When I started following sports, I had a slew of favorite players. There was no geographic pattern. I grew up near the banks of the mighty Ohio, but three of my faves (Russell, Orr, Yaz) worked for Boston teams. Two more (Alcindor, O.J.) were attending college in Los Angeles. Jim Brown played in Cleveland. Oscar Robertson played 63 miles down river for the Cincinnati Royals.

But the Fave I felt I knew best — as if a goofball kid from Maysville, Ky., could “know” anything about a big-time athlete — was Pete Rose. He was the only one of the bunch I got to see in person, albeit on an irregular basis. (We’d make the trek to the Queen City a couple of times a year to watch the Reds at Crosley Field.)

Pete was the hustling second baseman who won rookie of the year in 1963. He was from Cincinnati, having gone to Western Hills High. (So did Russ Nixon, who once managed the Braves. So did Don Zimmer. I once asked Nixon about Western Hills’ three illustrious grads, and he laughed. “I’m not sure Pete graduated,” he said.)

In the middle ’60s, Pete’s hair morphed from his rookie crewcut to a Beatlesy look. (I confess that I was undergoing a similar transformation.) It was about then that I discovered Sports Illustrated and took out a subscription. The fourth issue delivered to our mailbox — dated May 27, 1968; cover price was 40 cents — had Pete on its cover.

My dad often bought us tickets for the Reds’ final game of the season. In 1964 we suffered through the 10-0 loss to Philadelphia that cost the Reds a spot in a pennant playoff against St. Louis. (Pete went 1-for-4.) We were at Crosley again for the last game of 1968. It was a happier Sunday. Pete led off with double against the Giants’ Ray Sadecki, and that hit enabled Pete to edge the Pirates’ Matty Alou for his first batting title.

I have a hundred more Pete memories, but I’ll mention Game 4 of the 1973 NLCS against the Mets because it made me yell. I was a freshman at Transylvania watching the little yellow TV in my dorm room. Pete gotten into a Game 3 fistfight with Bud Harrelson after a takeout slide at second base. Game 4 went to extra innings.

The Big Red Machine was on the brink of elimination at the hands of the 82-win Mets. In the 12th, Pete hit a home run off Harry Parker and raised his right fist as he rounded second. The Shea Stadium crowd, already disposed to hate his guts, voiced its displeasure. That raised fist was about the coolest thing I’d ever seen.

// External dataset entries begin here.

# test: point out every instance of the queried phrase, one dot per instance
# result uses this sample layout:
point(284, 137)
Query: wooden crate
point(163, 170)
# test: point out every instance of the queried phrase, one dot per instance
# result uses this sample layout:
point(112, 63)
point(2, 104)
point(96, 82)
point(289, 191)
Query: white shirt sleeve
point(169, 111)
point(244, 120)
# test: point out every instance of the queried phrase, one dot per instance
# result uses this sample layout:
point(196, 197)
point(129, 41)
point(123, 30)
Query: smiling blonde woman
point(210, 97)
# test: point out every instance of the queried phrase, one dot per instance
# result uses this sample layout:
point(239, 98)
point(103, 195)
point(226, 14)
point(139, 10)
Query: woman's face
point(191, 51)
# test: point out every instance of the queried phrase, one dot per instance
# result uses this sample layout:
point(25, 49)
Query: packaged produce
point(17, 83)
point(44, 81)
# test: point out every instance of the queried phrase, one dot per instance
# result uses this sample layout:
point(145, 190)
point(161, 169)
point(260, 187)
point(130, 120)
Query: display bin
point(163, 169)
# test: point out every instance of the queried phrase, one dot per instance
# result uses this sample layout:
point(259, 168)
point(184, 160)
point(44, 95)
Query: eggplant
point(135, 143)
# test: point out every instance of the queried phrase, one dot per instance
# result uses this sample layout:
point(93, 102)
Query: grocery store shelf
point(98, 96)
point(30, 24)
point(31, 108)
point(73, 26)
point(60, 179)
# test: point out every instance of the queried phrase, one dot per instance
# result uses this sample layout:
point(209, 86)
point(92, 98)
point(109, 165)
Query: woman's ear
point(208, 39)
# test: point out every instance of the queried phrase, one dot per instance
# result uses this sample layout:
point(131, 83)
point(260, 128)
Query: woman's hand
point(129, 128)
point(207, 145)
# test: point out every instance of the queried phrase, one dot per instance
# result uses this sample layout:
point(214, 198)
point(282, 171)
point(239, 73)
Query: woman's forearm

Time flew. I graduated from college (UK, not Transy) and fell into a job at the Lexington Herald-Leader. I covered Pete a bit when he was still a Redleg and in the 1983 World Series as a Phillie. I covered him for the ol’ AJC after he returned to Cincinnati as player-manager. I always enjoyed being around him, and he still makes the podium of my favorite players. But not once since he was banned from baseball in 1989 have I believed he belongs in the Hall of Fame.

I’ve voted on the Hall of Fame for 21 years. I’ve voted for Barry Bonds and Roger Clemens, whom I never much liked as people. I wouldn’t vote for Pete, whom I did and do. Even as he insisted he didn’t bet on baseball as a player, I believed otherwise. I believed all along he’d broken Rule 21, which has stood since the Black Sox. I believe he dishonored the game.

I doubted Pete because I’d heard too much about him. His lust for life, shall we say, was renowned. Legend holds that Atlanta’s Downtown Hilton was the scene of a roaring disagreement between him and his soon-to-be first ex-wife. (She’d arrived unannounced.) There are two horse tracks in the Cincinnati area, one on each side of the river. Pete knew them intimately. He’d go to the races in the afternoons before games. An IRS probe into unreported winnings spurred MLB’s Dowd Report.

In the winter of 1965, the Maysville Lions Club asked Pete to speak. Pete’s first question: “Whadda you cats pay?” His second: “Where’n hell’s Maysville?”

My dad planned to take me to hear Pete. I fell sick. My dad came home and said he wasn’t glad I hadn’t gone. Many Maysville men spent the evening being asked by their young sons the meaning of the colorful words they’d heard from Pete.

I still have the autograph Dad brought me: On a white slip of paper, written in red ink, “Best wishes, Mark, (from) Pete Rose.” I have only the fondest memories of Pete the player. But ESPN’s “Outside The Lines” reported this week that it had found a notebook indicating Pete indeed bet on games in which he played in 1986, when he was playing and managing the Reds. Shocked, I wasn’t.

I liked Pete because he always hustled. I distrust him because he has never stopped hustling. Many years ago, my mom — who turned 89 on Saturday! — said: “Pete was always a good ballplayer, but he never had any class.” It remains the best description I’ve heard of the man.